ABD Başkanı Thomas Jefferson, "Bir şey yaptığınızda, tüm dünya sizi izliyormuş gibi davranın" demişti. Bu sözüyle, başkalarının hakkımızdaki izlenimlerinin, eylemlerimizi iyileştirmemize katkı sağlayacağını ifade etmekteydi. Her yıl onlarca başkan ve başbakan, dünya güvenliğini ilgilendiren meselelere dair birbirlerini dinlemek üzere Münih Güvenlik Konferansı’nda toplanır. Ancak bu son toplantı bir ifşa özelliği taşıyordu. Koronavirüs salgını, uluslararası toplumun insanlığın hizmetinde olmadığını ortaya çıkardı. Liderlerin, ‘insan onurunu hiçe sayan politikaların’ esiri olduğu anlaşıldı.  

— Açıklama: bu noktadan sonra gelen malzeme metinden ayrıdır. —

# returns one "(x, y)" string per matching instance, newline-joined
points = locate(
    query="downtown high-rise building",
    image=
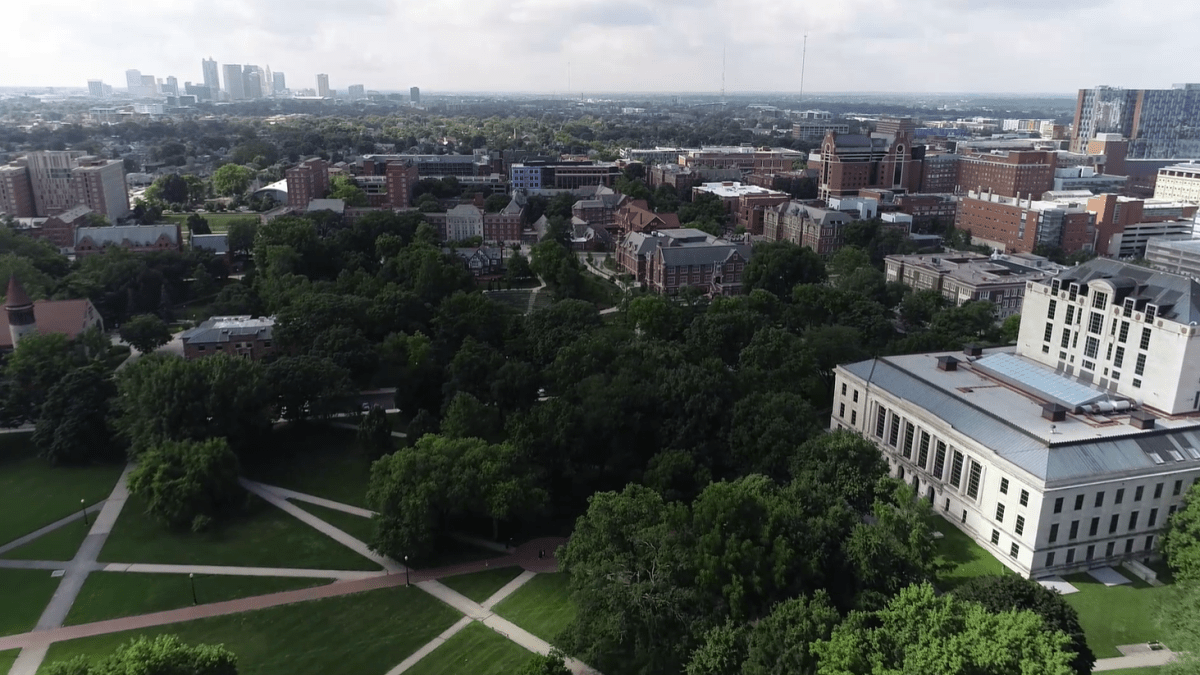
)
(232, 76)
(1161, 124)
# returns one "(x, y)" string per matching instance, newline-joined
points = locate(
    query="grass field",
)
(481, 585)
(57, 544)
(366, 633)
(24, 595)
(965, 557)
(477, 650)
(1116, 615)
(357, 526)
(317, 460)
(112, 595)
(263, 537)
(34, 494)
(543, 605)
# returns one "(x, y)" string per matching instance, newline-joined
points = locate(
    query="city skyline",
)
(555, 46)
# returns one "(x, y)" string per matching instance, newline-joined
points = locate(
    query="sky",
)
(597, 46)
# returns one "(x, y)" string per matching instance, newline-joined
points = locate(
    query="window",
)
(973, 483)
(957, 470)
(940, 460)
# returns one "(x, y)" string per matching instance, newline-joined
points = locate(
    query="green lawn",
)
(34, 494)
(964, 557)
(357, 526)
(477, 650)
(24, 595)
(263, 537)
(481, 585)
(112, 595)
(543, 605)
(367, 633)
(317, 460)
(1116, 615)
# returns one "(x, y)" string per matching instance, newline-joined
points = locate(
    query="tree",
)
(1008, 592)
(232, 179)
(189, 484)
(73, 425)
(145, 333)
(921, 633)
(779, 266)
(375, 434)
(163, 655)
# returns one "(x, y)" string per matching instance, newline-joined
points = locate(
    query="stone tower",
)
(21, 311)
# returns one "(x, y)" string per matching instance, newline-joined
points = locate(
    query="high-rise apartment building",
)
(1161, 124)
(211, 78)
(234, 88)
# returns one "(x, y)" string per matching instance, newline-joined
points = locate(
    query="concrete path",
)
(322, 526)
(61, 523)
(507, 590)
(75, 574)
(319, 501)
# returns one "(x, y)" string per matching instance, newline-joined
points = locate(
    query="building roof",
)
(1008, 420)
(1162, 288)
(220, 329)
(65, 317)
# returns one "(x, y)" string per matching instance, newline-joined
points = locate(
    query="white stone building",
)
(1066, 453)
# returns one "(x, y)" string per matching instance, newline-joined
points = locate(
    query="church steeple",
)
(21, 311)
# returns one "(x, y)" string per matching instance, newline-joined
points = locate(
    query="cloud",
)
(611, 45)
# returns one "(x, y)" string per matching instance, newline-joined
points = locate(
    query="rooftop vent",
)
(1054, 412)
(1141, 419)
(947, 363)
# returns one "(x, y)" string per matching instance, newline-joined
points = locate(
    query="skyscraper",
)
(210, 76)
(232, 75)
(1161, 124)
(133, 83)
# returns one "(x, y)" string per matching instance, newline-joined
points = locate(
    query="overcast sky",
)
(996, 46)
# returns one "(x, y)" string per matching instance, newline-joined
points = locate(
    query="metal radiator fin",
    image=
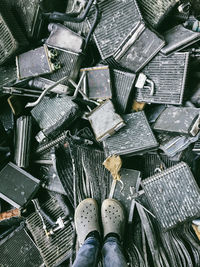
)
(65, 171)
(117, 20)
(57, 248)
(90, 176)
(154, 163)
(135, 137)
(8, 74)
(122, 85)
(18, 250)
(155, 11)
(55, 114)
(11, 36)
(69, 62)
(169, 81)
(174, 195)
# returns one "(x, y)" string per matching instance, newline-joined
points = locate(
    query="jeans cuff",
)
(92, 240)
(112, 239)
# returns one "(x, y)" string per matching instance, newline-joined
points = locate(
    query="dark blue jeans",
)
(112, 253)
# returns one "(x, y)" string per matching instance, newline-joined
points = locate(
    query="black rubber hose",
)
(97, 16)
(57, 16)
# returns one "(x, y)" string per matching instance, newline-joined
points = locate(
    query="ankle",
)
(112, 235)
(94, 234)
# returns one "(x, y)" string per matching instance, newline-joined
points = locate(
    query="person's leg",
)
(88, 233)
(88, 254)
(113, 220)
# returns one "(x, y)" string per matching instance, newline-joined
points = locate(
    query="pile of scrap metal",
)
(84, 83)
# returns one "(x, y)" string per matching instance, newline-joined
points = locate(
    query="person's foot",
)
(86, 219)
(113, 218)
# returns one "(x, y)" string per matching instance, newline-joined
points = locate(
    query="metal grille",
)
(173, 195)
(178, 38)
(65, 171)
(8, 74)
(139, 48)
(117, 20)
(18, 250)
(197, 147)
(123, 84)
(136, 136)
(7, 41)
(57, 248)
(176, 120)
(126, 187)
(154, 163)
(169, 80)
(69, 62)
(155, 11)
(11, 35)
(21, 187)
(82, 27)
(90, 181)
(54, 113)
(27, 11)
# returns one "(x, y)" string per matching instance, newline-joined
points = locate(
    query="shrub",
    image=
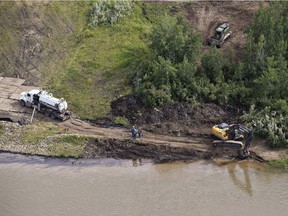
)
(109, 11)
(121, 121)
(269, 124)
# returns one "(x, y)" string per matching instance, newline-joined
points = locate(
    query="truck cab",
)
(26, 98)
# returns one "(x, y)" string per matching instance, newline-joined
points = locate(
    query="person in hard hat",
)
(134, 132)
(140, 134)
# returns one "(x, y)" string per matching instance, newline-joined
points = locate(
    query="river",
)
(37, 186)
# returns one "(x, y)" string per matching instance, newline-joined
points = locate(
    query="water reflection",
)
(244, 184)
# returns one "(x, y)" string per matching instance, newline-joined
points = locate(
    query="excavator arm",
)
(244, 130)
(236, 134)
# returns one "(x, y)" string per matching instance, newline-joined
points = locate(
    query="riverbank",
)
(70, 139)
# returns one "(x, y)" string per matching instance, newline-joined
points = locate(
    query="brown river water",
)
(37, 186)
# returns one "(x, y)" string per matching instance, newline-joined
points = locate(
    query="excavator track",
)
(228, 143)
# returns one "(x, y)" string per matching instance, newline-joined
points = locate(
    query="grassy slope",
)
(97, 73)
(9, 36)
(88, 67)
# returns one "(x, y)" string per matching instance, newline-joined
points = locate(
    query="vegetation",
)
(2, 129)
(113, 48)
(119, 120)
(108, 11)
(279, 163)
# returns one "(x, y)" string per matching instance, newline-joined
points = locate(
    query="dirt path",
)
(163, 146)
(119, 133)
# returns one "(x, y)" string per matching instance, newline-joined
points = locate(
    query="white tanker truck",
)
(45, 103)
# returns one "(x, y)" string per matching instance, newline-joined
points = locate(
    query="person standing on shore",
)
(140, 133)
(134, 132)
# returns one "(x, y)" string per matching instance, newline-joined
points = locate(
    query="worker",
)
(140, 133)
(134, 132)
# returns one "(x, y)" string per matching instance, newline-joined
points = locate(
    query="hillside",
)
(50, 45)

Münih Konferansı savaş tamtamları çalarken toplanıyor. Acaba savaş nerede yaşanacak? Ukrayna mı? İran mı, Somali mi, Sudan mı, Libya mı, yoksa Mali mi? Tüm bu bölgelerde askeri cepheleşmeler yaşanıyor ancak Batı medyası sadece Ukrayna’ya odaklanıyor. Batı ülkeleri Ukrayna’ya silah gönderip kendilerini koruyabilmeleri için sivillere dağıtıyor. Saçma nedenlerden ötürü bir savaş suçu işlenmek üzere, oysa istenirse savaşın önüne geçilebilir.  
Özetle ifade etmek gerekirse, yerel veya uluslararası meseleleri ele almadaki ahlaki çelişki, çoğunluğu temsil eden basit insanları hayretler içinde bırakıyor. İnsanlar sürekli olarak tetikte olma ihtiyacı hissediyor, nitekim bu ahlaki çelişkilerin ilk kurbanı maalesef onlar olacaktır.